On 12 June 2025, teissTalk host Thom Langford, was joined by Derek Hanson, VP Solutions Architecture and Alliances, Yubico; Jay Vinda, Global CISO and Cyber Risk Engineering Lead, Mosaic Insurance; and Lee Munson, Principal Research Analyst, Information Security Forum.
Phishing is a method where cyber criminals trick unsuspecting users into giving away their information. In a new study by secure payment experts Dojo, 1,800 employees were tested with scam emails. A worrying 64 per cent of the workforce was unable to identify phishing scams, after being shown six emails, four of which were scams and two of which were legitimate. Until 3 years ago, phishing training focussed on typos and detecting names that may be spoofed or email headers. With the rise of AI, users can no longer rely on these as phishing emails look much more convincing now. Cybersecurity should take responsibility out of users’ hands to prevent phishing, otherwise there will be no trust for anything online. Although their quality has improved, phishing emails, with few exceptions, have the same tone of urgency and authority about them as before. The irony at Infosecurity Europe was that there were lots of QR codes displayed by organisers, which are widely leveraged for phishing.
Rather than blaming the user, businesses should invest in technology that can empower them by closing doors to threat actors. However, many people are opposed to using biometrics instead of passwords as they don’t like the idea of their biometric data being stored in a corporate database, while being perfectly comfortable with using biometrics on their phones or in other aspects of their private lives.

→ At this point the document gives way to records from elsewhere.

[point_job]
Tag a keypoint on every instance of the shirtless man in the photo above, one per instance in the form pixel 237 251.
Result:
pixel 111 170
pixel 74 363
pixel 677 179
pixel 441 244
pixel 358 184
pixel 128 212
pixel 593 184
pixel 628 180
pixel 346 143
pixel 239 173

In a survey of 500 companies, about 98% of all AI attacks used enhanced phishing emails that were written using LLMs. Also, the game-changer is how gen AI enables criminals to push out targeted phishing emails at scale in no time. Telling whether an email is phishing is also the harder because businesses started using gen AI extensively to write legitimate emails too.
Another challenge is that businesses must need to deploy their own email fraud detection systems as they may not want to feed all their company emails into a third party’s external system. When it comes to AI use, there are a couple of things that you can definitely verify only if you use cryptographic signatures. As a result, signature-based authentication is likely to return, because everything else is susceptible to spoofing. Verification systems are expected to emerge that can prove that a document was written by a human. There are quite a few tools that are available, yet the majority of businesses still doesn’t use them to protect their networks, such as DMARC or DKIM or zero trust architecture.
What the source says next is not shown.